The Campaign Spot

Did Joe Sestak’s Surge Save Mark Critz?

Talking to an NRCC guy who’s looked at last night’s numbers extensively, he concludes that the polls and expectations in Pennsylvania’s special election were thrown off not merely by the competitive Democratic Senate primary, but particularly by Joe Sestak’s surge in the final two weeks.

Committee strategists worried about the effect of the Senate primary at first, but as they started getting polling numbers back, they suspected the special election would be the chief driver for turnout in this part of the state. Until the beginning of May or so, that seemed to be the case. But in the final weeks, Sestak’s surge — driven by massive amounts of television advertising, hitting Specter for his ties to George W. Bush — drove a sudden burst of interest in voting among the Democratic base. This analyst thinks these Sestak-driven voters amounted to about 8,000 to 10,000 voters, roughly the size of Critz’s margin of victory. The Sestak-surge-driven Democrats turned out because they were determined to toss out Specter; they were more liberal and more partisan than your average district Democrat. Thus, Tim Burns, who usually ran well among Democrats, in the neighborhood of 20 percent, probably only won about 15 percent of Democrats last night.

This NRCC number-cruncher notes that on paper, the Republicans did have high-intensity turnout; they outperformed the highest Republican level of turnout for a primary – although that’s not the highest bar to clear; since Murtha usually appeared untouchable, GOP primaries in this district weren’t usually big affairs, with 20,000 to 26,000 votes. The Republicans brought out 45,000 votes and expected the Democrats to bring out about 60,000 votes. (If Burns took 20 percent of that, and kept most of the Republican vote, he would win handily.)

Instead, 83,000 Democratic voters turned out.

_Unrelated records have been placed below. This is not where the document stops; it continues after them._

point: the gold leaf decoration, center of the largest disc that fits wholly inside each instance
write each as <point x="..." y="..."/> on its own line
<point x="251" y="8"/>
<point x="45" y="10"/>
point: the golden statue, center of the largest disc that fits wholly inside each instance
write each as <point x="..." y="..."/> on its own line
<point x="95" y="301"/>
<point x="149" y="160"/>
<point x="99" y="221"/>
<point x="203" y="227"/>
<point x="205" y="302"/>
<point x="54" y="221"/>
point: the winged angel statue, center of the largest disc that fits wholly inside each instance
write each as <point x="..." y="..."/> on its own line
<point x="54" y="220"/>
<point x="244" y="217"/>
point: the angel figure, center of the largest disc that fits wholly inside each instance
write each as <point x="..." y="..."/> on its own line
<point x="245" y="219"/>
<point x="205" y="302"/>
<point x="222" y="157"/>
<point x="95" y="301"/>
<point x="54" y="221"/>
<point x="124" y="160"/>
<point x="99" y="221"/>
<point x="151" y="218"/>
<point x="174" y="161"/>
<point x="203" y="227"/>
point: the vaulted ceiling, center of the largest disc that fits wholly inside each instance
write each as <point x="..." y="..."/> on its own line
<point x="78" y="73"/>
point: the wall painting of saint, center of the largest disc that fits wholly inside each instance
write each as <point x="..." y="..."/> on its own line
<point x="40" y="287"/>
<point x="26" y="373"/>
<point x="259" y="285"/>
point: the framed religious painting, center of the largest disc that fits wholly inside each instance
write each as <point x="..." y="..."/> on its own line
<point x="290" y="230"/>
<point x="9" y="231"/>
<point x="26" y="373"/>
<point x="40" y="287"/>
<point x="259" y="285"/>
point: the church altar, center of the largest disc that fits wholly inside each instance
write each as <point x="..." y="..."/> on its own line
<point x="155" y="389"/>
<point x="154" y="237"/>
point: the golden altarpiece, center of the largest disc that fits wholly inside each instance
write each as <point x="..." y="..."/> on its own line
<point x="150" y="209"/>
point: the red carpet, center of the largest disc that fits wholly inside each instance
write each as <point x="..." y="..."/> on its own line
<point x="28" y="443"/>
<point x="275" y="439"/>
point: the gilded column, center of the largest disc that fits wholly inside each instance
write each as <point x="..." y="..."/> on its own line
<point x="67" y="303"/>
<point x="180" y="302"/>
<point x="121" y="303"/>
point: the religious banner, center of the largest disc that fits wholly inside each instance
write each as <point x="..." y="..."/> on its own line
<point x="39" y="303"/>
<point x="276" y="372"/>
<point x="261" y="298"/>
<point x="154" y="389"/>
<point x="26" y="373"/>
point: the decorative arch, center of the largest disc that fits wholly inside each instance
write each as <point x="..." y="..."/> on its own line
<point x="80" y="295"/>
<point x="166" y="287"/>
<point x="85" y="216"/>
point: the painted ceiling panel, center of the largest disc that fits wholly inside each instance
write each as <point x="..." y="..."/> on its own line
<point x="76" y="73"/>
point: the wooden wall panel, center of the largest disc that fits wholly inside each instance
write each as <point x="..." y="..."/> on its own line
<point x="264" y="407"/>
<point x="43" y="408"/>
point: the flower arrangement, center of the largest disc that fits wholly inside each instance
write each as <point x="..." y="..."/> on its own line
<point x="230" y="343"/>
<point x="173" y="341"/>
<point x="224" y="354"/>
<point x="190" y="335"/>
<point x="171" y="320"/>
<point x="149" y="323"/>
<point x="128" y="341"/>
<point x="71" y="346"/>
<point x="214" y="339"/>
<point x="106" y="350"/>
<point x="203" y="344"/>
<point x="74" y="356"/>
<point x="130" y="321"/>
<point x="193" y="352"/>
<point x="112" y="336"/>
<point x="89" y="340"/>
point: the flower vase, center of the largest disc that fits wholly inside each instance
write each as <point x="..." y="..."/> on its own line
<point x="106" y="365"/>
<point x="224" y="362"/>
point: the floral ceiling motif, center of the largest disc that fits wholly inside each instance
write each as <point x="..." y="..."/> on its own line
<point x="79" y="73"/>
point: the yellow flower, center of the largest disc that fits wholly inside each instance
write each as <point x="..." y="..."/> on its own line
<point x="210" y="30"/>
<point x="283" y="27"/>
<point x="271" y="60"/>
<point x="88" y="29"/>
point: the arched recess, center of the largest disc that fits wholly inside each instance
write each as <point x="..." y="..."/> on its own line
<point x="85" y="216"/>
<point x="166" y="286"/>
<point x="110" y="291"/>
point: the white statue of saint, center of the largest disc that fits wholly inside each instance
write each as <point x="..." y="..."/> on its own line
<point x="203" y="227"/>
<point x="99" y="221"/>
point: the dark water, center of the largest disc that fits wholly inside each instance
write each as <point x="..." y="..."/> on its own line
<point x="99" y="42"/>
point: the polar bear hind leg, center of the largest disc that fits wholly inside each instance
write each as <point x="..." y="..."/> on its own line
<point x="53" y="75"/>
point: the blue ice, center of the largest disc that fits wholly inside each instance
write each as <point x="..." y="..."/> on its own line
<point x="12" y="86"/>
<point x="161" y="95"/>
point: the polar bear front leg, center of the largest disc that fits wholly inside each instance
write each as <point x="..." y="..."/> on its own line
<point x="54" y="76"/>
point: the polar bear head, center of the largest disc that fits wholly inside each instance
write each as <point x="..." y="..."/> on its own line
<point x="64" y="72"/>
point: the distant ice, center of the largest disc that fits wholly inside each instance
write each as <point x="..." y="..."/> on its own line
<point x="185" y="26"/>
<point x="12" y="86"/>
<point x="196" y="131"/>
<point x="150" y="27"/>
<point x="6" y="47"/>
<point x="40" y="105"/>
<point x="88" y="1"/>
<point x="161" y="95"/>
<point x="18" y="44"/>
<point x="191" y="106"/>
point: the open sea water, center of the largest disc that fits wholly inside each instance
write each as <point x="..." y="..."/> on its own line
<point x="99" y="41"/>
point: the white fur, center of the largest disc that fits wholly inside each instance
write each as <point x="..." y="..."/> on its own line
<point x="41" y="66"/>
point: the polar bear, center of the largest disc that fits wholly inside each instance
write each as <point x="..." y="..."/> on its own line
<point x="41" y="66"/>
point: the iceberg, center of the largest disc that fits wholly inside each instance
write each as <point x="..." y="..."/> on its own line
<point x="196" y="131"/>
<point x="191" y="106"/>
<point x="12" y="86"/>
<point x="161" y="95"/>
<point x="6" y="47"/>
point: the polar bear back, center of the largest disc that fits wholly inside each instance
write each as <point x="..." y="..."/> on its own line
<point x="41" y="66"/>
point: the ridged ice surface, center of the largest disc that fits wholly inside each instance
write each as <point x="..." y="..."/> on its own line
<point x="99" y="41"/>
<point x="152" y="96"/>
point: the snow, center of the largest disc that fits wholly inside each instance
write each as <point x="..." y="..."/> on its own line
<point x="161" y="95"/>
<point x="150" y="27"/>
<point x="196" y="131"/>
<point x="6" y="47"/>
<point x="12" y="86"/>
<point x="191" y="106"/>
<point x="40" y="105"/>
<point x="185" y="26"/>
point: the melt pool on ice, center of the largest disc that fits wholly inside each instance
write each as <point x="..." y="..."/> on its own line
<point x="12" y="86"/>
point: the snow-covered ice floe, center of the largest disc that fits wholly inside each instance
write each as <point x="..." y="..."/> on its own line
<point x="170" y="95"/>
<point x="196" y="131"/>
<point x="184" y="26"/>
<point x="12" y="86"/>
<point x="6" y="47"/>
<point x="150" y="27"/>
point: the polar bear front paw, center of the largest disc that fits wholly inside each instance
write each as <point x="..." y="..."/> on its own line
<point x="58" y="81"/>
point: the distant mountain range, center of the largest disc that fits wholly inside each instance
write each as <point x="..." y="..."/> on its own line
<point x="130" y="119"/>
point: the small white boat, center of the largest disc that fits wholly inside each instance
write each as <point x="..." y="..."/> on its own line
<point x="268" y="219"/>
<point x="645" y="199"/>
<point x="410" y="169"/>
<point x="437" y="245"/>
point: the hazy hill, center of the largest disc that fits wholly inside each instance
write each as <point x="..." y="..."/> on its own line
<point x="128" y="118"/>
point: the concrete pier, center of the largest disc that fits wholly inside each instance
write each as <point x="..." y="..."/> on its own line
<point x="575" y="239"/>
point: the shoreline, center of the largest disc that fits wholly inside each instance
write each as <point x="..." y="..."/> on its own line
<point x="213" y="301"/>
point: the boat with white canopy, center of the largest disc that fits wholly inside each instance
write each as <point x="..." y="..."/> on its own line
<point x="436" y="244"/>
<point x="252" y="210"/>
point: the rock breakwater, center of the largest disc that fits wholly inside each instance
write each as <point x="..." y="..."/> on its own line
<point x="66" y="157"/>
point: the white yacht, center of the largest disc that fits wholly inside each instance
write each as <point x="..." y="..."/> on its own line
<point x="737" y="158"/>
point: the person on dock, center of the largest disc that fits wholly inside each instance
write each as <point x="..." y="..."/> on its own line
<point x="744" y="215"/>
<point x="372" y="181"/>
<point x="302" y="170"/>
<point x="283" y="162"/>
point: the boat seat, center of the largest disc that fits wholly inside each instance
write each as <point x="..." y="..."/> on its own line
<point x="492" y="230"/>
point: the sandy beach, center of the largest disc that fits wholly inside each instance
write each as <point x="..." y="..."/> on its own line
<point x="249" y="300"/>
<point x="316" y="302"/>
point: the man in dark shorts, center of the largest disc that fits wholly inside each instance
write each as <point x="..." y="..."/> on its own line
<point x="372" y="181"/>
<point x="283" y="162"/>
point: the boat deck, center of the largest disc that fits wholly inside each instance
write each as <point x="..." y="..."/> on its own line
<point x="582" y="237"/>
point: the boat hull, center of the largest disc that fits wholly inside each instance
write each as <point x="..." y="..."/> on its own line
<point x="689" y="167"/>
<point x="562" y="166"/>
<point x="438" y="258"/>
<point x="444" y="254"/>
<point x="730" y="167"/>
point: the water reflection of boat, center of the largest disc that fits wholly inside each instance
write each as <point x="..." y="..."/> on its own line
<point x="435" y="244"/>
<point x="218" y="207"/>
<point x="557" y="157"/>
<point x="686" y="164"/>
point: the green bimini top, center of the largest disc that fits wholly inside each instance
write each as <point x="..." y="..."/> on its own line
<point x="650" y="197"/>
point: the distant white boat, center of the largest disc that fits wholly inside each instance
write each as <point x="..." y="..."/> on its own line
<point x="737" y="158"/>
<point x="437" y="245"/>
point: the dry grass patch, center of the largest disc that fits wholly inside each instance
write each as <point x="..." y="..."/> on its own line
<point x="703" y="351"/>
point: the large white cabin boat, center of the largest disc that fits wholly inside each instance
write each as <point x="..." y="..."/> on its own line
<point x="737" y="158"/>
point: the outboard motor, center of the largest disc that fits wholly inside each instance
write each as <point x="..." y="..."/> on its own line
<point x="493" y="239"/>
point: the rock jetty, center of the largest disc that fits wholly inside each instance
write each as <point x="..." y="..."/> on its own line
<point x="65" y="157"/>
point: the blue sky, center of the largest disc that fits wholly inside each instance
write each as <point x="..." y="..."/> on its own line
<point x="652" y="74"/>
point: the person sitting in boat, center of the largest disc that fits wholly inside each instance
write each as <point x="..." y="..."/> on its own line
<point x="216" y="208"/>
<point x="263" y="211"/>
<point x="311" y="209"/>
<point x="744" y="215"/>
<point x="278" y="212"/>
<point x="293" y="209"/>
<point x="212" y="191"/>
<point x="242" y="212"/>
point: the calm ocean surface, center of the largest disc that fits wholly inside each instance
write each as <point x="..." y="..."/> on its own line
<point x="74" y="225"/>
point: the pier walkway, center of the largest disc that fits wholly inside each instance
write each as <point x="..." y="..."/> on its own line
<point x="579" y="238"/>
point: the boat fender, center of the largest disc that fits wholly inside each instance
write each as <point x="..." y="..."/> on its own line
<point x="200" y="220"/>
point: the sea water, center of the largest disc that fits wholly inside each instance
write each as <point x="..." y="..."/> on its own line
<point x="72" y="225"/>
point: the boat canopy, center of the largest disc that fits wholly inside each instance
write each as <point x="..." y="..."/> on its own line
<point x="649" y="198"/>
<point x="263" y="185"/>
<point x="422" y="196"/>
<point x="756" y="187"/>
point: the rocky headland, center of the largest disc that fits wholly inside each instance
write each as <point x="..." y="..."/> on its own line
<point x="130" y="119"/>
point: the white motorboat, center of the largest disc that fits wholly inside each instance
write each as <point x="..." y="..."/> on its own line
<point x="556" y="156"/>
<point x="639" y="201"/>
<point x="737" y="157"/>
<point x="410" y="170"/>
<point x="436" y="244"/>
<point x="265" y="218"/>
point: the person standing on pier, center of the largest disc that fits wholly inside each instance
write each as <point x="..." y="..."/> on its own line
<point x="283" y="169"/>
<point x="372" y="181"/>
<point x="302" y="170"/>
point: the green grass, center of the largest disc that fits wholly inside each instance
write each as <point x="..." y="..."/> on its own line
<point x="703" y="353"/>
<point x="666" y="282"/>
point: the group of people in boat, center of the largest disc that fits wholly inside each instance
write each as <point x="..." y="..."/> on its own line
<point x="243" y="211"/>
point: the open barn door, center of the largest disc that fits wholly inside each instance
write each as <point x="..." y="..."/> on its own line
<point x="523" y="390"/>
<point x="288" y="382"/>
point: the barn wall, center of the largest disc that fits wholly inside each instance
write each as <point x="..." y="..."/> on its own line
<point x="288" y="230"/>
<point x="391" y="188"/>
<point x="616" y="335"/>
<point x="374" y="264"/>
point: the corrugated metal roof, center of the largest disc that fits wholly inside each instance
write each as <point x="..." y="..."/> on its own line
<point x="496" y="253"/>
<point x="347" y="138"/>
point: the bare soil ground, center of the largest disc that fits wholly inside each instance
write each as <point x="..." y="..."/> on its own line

This NRCC number-cruncher isn’t drawing a ton of conclusions from this race yet, but he wonders if there’s a need for Republicans to be wary of poll numbers indicating rural, red-state, or coal-country Democrats are turning against the party they traditionally support: “We can’t take that at face value. We’ve got to have a little cynicism about those numbers, because these are folks who have been voting for Democrats for decades, and their moms and dads were voting for Democrats for decades before that. They don’t just jump across that easily.”